Web Scraping with AI: Build a Smart Data Extraction Pipeline

Traditional web scraping is fragile. You write CSS selectors to extract data from specific page positions, and the moment the website updates its layout, your scraper breaks. Teams spend more time maintaining scrapers than building them.

AI changes this equation. Instead of telling a scraper where data is on a page (CSS selectors, XPath), you tell it what data you want and let the AI figure out where it is. The AI reads the HTML like a human reads a webpage — understanding context, labels, and structure.

This tutorial builds a hybrid scraper: traditional tools (requests, Beautiful Soup) for fetching and cleaning HTML, and Claude for intelligent data extraction.

The Problem with Traditional Scraping

# Traditional approach: brittle selectors
price = soup.select_one('.product-price .current-price span.amount')

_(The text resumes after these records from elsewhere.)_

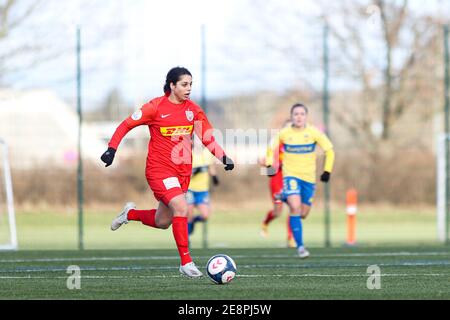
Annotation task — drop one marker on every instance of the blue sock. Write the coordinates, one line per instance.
(199, 219)
(297, 230)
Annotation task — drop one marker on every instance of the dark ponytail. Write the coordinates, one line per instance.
(173, 77)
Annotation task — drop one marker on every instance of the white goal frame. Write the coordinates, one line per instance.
(441, 191)
(13, 243)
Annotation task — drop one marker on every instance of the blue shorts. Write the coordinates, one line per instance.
(197, 198)
(296, 187)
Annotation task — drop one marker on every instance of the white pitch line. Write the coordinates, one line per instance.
(238, 276)
(255, 266)
(150, 258)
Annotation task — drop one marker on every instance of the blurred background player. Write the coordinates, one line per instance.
(198, 195)
(275, 173)
(299, 142)
(172, 120)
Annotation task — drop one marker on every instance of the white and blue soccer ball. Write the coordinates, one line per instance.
(221, 269)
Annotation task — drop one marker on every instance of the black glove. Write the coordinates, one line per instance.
(325, 178)
(271, 171)
(196, 171)
(215, 181)
(108, 156)
(228, 163)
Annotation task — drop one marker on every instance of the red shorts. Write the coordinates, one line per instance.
(168, 188)
(276, 187)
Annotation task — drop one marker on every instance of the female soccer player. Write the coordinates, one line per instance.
(172, 121)
(275, 174)
(299, 143)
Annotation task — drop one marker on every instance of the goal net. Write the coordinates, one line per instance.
(8, 234)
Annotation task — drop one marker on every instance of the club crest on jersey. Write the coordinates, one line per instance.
(137, 115)
(190, 116)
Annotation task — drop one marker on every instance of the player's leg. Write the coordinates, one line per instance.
(202, 201)
(308, 191)
(190, 198)
(293, 193)
(290, 235)
(273, 214)
(306, 210)
(179, 208)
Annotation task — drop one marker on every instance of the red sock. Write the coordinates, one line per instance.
(147, 217)
(289, 229)
(270, 217)
(180, 233)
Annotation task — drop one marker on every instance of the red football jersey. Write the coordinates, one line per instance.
(171, 129)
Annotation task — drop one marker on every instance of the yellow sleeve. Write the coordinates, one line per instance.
(327, 146)
(272, 156)
(329, 160)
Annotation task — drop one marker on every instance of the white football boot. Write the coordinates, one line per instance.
(122, 218)
(191, 271)
(303, 253)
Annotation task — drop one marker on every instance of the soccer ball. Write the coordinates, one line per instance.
(221, 269)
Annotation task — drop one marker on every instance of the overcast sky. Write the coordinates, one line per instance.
(132, 44)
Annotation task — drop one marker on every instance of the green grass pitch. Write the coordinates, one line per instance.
(263, 274)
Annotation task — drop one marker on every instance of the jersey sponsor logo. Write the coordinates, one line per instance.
(300, 149)
(171, 183)
(293, 185)
(176, 131)
(137, 115)
(190, 115)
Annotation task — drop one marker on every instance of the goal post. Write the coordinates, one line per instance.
(441, 188)
(8, 231)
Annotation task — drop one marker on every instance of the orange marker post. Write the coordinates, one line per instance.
(352, 209)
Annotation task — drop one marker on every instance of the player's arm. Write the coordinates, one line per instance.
(144, 116)
(213, 173)
(204, 130)
(330, 156)
(273, 156)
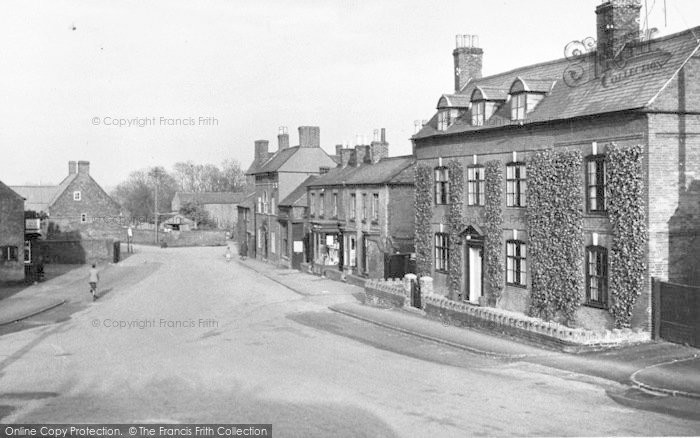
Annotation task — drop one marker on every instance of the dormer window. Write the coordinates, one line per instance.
(518, 105)
(450, 107)
(484, 103)
(526, 94)
(445, 118)
(478, 113)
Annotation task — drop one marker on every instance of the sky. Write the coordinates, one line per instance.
(202, 80)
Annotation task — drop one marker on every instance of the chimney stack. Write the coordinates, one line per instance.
(468, 58)
(618, 24)
(309, 137)
(261, 147)
(379, 147)
(282, 138)
(84, 167)
(362, 153)
(347, 157)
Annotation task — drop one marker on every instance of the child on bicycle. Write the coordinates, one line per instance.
(94, 278)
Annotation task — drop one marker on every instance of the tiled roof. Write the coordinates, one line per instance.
(490, 93)
(248, 201)
(295, 159)
(453, 101)
(37, 198)
(635, 86)
(63, 186)
(387, 171)
(298, 196)
(211, 197)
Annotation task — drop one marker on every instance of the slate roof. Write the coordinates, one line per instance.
(37, 198)
(635, 86)
(277, 160)
(294, 159)
(5, 188)
(393, 170)
(248, 201)
(298, 196)
(211, 197)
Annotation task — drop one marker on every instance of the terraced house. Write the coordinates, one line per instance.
(361, 214)
(276, 175)
(584, 170)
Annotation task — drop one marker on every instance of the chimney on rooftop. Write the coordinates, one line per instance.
(84, 167)
(347, 157)
(362, 154)
(282, 138)
(468, 58)
(379, 147)
(261, 149)
(618, 25)
(309, 137)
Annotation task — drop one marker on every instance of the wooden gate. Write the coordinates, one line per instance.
(398, 265)
(676, 313)
(415, 295)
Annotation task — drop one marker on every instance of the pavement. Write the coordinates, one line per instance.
(657, 368)
(40, 297)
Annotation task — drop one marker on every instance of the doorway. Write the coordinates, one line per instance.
(473, 276)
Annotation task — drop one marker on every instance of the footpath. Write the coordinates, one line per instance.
(662, 376)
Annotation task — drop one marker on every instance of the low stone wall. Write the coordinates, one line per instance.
(195, 238)
(385, 293)
(396, 293)
(548, 333)
(182, 238)
(71, 252)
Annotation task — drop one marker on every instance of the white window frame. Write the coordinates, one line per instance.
(518, 106)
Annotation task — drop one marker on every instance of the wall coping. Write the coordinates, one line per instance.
(515, 322)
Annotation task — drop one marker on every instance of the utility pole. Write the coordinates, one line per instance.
(156, 177)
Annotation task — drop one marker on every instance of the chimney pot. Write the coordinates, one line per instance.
(618, 25)
(467, 60)
(84, 167)
(309, 137)
(282, 138)
(261, 149)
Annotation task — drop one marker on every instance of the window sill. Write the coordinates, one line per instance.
(598, 306)
(519, 286)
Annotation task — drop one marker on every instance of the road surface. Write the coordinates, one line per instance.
(202, 340)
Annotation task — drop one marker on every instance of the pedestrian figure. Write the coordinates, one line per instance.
(94, 278)
(243, 250)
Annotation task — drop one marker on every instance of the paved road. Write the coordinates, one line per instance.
(219, 343)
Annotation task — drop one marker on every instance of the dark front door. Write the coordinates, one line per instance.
(473, 270)
(677, 312)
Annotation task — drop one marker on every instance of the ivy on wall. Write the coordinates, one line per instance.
(424, 214)
(493, 233)
(625, 187)
(555, 225)
(454, 225)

# What happens when the website changes:
# v1: <div class="product-price"><span class="amount">$29.99</span></div>
# v2: <div class="pricing"><p class="sale-price">$29.99</p></div>
# v3: <span data-price="29.99" class="price-display">$29.99</span>

# Your selector breaks on v2 and v3. You fix it.
# Then v4 comes out. And v5. Forever.

The AI approach: send the HTML to Claude and ask “what’s the price?” It handles all three layouts because it understands the page semantically.

Setup

pip install requests beautifulsoup4 anthropic playwright lxml
playwright install chromium

Step 1: Fetch and Clean HTML

# fetcher.py
"""Fetch web pages and clean HTML for AI processing."""

import requests
from bs4 import BeautifulSoup
from playwright.sync_api import sync_playwright


def fetch_static(url: str, headers: dict = None) -> str:
    """Fetch a static webpage."""
    default_headers = {
        'User-Agent': 'Mozilla/5.0 (Macintosh; Intel Mac OS X 10_15_7) '
                      'AppleWebKit/537.36 (KHTML, like Gecko) '
                      'Chrome/120.0.0.0 Safari/537.36'
    }
    if headers:
        default_headers.update(headers)
    
    response = requests.get(url, headers=default_headers, timeout=30)
    response.raise_for_status()
    return response.text


def fetch_dynamic(url: str, wait_for: str = None) -> str:
    """Fetch a JavaScript-rendered page using Playwright."""
    with sync_playwright() as p:
        browser = p.chromium.launch(headless=True)
        page = browser.new_page()
        page.goto(url, wait_until='networkidle')
        
        if wait_for:
            page.wait_for_selector(wait_for, timeout=10000)
        
        html = page.content()
        browser.close()
        return html


def clean_html(raw_html: str, keep_structure: bool = True) -> str:
    """
    Clean HTML for AI processing.
    Remove scripts, styles, and irrelevant elements.
    Keep semantic structure.
    """
    soup = BeautifulSoup(raw_html, 'lxml')
    
    # Remove elements that add noise
    for tag in soup.find_all([
        'script', 'style', 'noscript', 'svg', 'path',
        'link', 'meta', 'iframe'
    ]):
        tag.decompose()
    
    # Remove common non-content elements
    for selector in [
        'nav', 'footer', 'header', '.cookie-banner',
        '.advertisement', '.ad', '#cookie-consent',
        '[role="navigation"]', '[role="banner"]'
    ]:
        for el in soup.select(selector):
            el.decompose()
    
    # Remove empty elements
    for tag in soup.find_all():
        if not tag.get_text(strip=True) and tag.name not in ['img', 'br', 'hr']:
            tag.decompose()
    
    # Remove excessive attributes (keep only semantic ones)
    keep_attrs = {'class', 'id', 'href', 'src', 'alt', 'title', 
                  'data-price', 'data-name', 'aria-label', 'role'}
    for tag in soup.find_all():
        attrs_to_remove = [
            attr for attr in tag.attrs 
            if attr not in keep_attrs
        ]
        for attr in attrs_to_remove:
            del tag[attr]
    
    if keep_structure:
        return str(soup)
    else:
        return soup.get_text(separator='\n', strip=True)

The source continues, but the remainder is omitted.